Henry Newman and a few other people I know are talking about RAID as being on the way out. John West pointed at this article this morning on InsideHPC. Their points are quite interesting.
It boils down to this: If the time to rebuild a failed raid is comparable to the mean time between uncorrectable errors (UCE), due to reading/writing volume, then RAID as it is currently thought of, is going to need some serious rethinking.
Put another way, if you are more likely than not to suffer an uncorrectable error during a rebuild, then rebuilding is a bad thing … and since this is one of the central pillars of RAID …
So what are the options?
Henry points to declustered raid as one option. I won’t get into this. OSD is the other thing he points to. Honestly, I think OSD or similar is likely as one of the potential replacements.
The issue is that RAID, as implemented is a global operation. The entire data store is in a particular state. RAID is all about preserving the state, and working hard to minimize and ameliorate state transitions.
The states I refer to are the 3 basic states of RAID: normal, degraded, and failed. Remember these are global states. So it is no wonder that, as storage capacities increase rapidly on a per disk basis, you will eventually read and write enough bits to have a realistic chance of hitting one of these UCEs.
Henry gives some tables on this.
For a UCE once in every 1E+15 bits, this is 1.25E+14 bytes, or 125 TB. This is reading and writing a 2TB drive 63 times. Now take say 24 of these drives and put them into a RAID6. This is 48TB. You’ll hit 125TB in two and a half rebuilds.
This assumes of course that the UCE numbers published are correct. Which they aren’t … that is, you don’t automatically get an UCE at that size, just that the probability of getting a UCE approaches 1 as you read and write that number of bits.

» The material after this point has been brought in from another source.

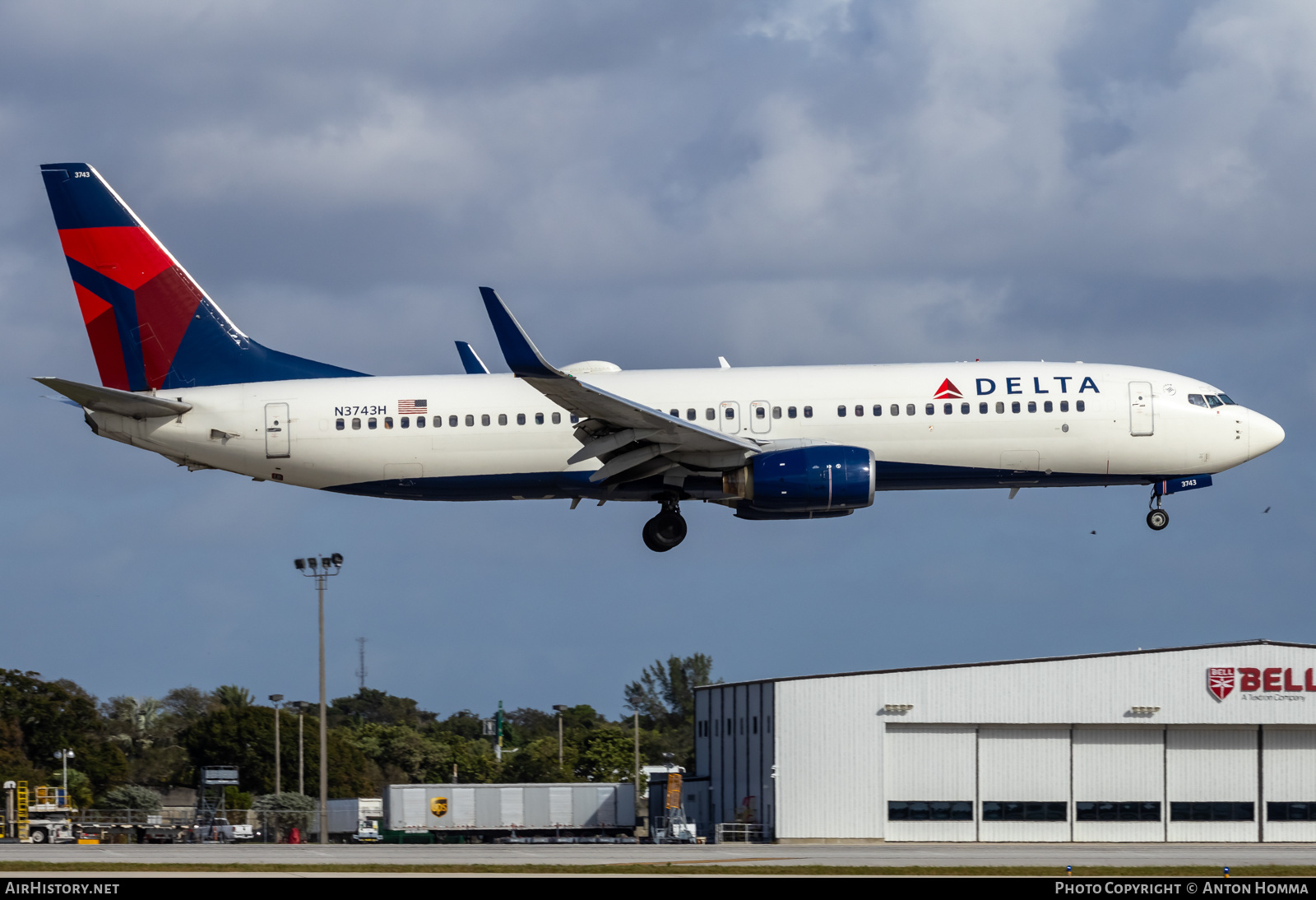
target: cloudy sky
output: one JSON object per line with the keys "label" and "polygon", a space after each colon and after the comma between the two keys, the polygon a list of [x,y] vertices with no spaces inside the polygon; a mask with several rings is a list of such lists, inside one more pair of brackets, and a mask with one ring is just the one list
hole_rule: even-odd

Henry opines that RAID6 is a bandaid over RAID5 in this regard, as it handles another problem, basically the correlated second disk failure on rebuild. This is an interesting view, but I am not sure I agree that it is a “band aid” … it is a necessary technology, in that RAID5 has a large failure mode in correlated failure.
RAID provides resilience … which is a nice way to say it gives you time to fix your problem when it arises.
But its global.
The global nature is more of the problem than specifics of RAID. Global means you read/write all of the data space … or just the used portion of the data space. Which in the event of 125TB of reads/writes, you have a fairly good probability of having a disk failure.
OSD avoids the global problem, but it needs some RAID like capabilities itself. And in the event of huge files, it will hit the same problem, albeit at a later time.
All of the techniques I have heard of all try to keep something of the semantics of RAID, while reducing the data traffic. Few try to solve the problem per se.
I won’t get into specifics, but there are solutions, but they require a very deep re-think of some of the concepts. Hopefully I can talk about this at some point.